27-02-24 12:48 PM
Hi All,
I am having a table in a pdf doc where I have to capture the columns data, for one of the columns may have single row or multiple rows (1-8 rows) basically it's a product description. After training multiple docs (~50) Still i am not seeing data is captured correctly.
Eg: If the description column having 5 lines, it is capturing only 1,2or3 lines assuming it is having only that much of data as per other documents. if only one line is there it is capturing correctly.
Any suggestions to achieve capturing entire description correctly all the time (min 80% accuracy). I am keeping UTD = true already in dfd.

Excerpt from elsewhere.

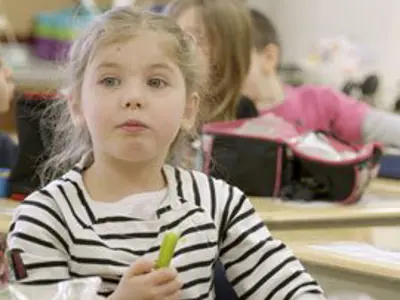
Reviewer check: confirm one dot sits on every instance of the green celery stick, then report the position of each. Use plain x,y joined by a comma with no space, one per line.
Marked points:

Note: table may contain multiple line items. each line-item description varies from 1 line to 8 lines.
Thanks,
27-02-24 03:45 PM
Hi Kiran,
Have you set your Product Description field data type as "MultiLine" ?
27-02-24 03:50 PM
Hi Athiban Mahamathi,
yes, I did.
Thanks,
27-02-24 04:39 PM
Hi Kiran,
I was also facing a similar issue for Bank statements where the transaction description was quite long sometimes. I followed the below steps and it worked for me. May be you can give it a try.
Please let me know if you need any more help.
28-02-24 11:14 AM
Sure Athiban,
Will give it a try.
Thanks,
29-02-24 03:27 PM
Hi Kiran,
Were you able to extract the description? if you found a better way to resolve your issue, please do share here
29-02-24 04:06 PM
Hi Athiban Mahamathi,
Currently what I am doing is, created several batches based on no. of description lines. for example, All the 3 row description pdf as separate batch and trying few documents as training set and testing the other batch to see how it is capturing. likewise for the others.
As of now for few it is capturing correctly(50 to 60%) but not for all. still trying to see other options like miscellaneous params like border table on since most of the documents are having single line item with multiple rows.
Note: I feel the way description updated in the pdf doc is bit complex to segregate as certain batch because "rows are not in a single format like equal distance between the rows , for few doc it is like 2 rows as extended text close to each row and empty space of 2 lines then again 3 rows of data.
Appreciate if you have any suggestions for the same.
Thanks,